Author: Snijders, Bianca; van der Hoek, Wim; Stirbu, Irina; van der Sande, Marianne A B; van Gageldonk-Lafeber, Arianne B
Title: General practitioners' contribution to the management of community-acquired pneumonia in the Netherlands: a retrospective analysis of primary care, hospital, and national mortality databases with individual data linkage. Cord-id: ik0d987s Document date: 2013_1_1
ID: ik0d987s
Snippet: BACKGROUND Community-acquired pneumonia (CAP) is an important cause of hospital admission and death, but the extent of the problem of CAP at the primary healthcare level is largely unknown. AIMS To investigate the contribution of general practitioners (GPs) to the management of patients with CAP in the Netherlands. METHODS The study population consisted of all people enlisted in a GP network. We obtained information on CAP episodes from GP electronic records (using ICPC code R81) during the year
Document: BACKGROUND Community-acquired pneumonia (CAP) is an important cause of hospital admission and death, but the extent of the problem of CAP at the primary healthcare level is largely unknown.
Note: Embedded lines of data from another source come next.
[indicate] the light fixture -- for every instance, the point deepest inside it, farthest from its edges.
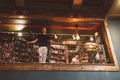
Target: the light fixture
(91, 38)
(20, 34)
(76, 35)
(55, 36)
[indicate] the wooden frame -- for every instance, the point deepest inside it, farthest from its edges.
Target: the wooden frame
(70, 67)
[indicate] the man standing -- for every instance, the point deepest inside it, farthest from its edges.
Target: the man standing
(44, 45)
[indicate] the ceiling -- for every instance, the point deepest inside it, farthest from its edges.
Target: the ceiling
(55, 14)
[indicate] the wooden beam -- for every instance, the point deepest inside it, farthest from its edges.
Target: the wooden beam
(77, 4)
(20, 3)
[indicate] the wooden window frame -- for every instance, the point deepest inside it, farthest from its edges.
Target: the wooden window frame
(70, 67)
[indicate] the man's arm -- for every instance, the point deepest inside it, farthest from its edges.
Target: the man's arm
(34, 41)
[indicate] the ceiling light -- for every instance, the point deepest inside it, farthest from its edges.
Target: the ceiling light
(20, 34)
(55, 36)
(76, 35)
(19, 27)
(91, 38)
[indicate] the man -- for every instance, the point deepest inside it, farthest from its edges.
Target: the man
(44, 44)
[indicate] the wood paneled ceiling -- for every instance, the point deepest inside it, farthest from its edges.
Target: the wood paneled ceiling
(59, 14)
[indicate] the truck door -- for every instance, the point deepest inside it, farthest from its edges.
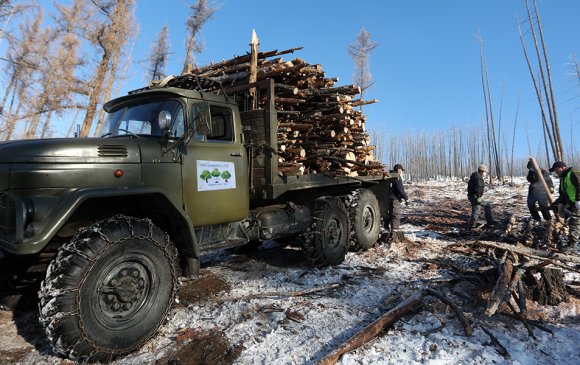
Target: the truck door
(215, 167)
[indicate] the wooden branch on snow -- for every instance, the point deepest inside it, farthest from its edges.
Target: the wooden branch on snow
(521, 317)
(500, 289)
(283, 294)
(466, 325)
(372, 330)
(531, 252)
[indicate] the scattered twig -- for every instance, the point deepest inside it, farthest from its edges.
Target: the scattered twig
(520, 316)
(282, 294)
(466, 325)
(502, 350)
(372, 330)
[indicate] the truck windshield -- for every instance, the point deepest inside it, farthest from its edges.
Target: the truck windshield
(145, 119)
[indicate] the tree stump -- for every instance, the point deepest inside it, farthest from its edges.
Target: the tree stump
(549, 289)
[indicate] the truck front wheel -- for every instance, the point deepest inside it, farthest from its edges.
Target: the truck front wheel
(109, 289)
(327, 242)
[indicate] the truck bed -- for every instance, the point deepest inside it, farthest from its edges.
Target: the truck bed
(260, 134)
AIMS To investigate the contribution of general practitioners (GPs) to the management of patients with CAP in the Netherlands. METHODS The study population consisted of all people enlisted in a GP network. We obtained information on CAP episodes from GP electronic records (using ICPC code R81) during the years 2002-2009. CAP registrations were also obtained from national hospital discharge data (ICD-9 codes) and cause of death statistics (ICD-10 codes). The three registration systems were linked at the individual level. We used descriptive analyses to estimate the annual number of CAP episodes (i.e. defined as a CAP diagnosis within 30 days). RESULTS From 2002 to 2009 the mean annual size of the study population was 395,039. For this population, 3,700 (0.9%) CAP episodes per year were registered in at least one of the registration systems, 2,933 (79%) of which were in the GP system only. Recovery within 30 days occurred on average in 95% (2,791/2,933) of the CAP episodes annually registered by a GP, while 2.3% (67/2,933) of patients with a GP-registered CAP episode were admitted to hospital within 30 days and 1% (26/2,933) had a fatal outcome within 30 days. CONCLUSIONS The vast majority of CAP episodes registered in the Netherlands are managed successfully at the GP level without hospitalisation.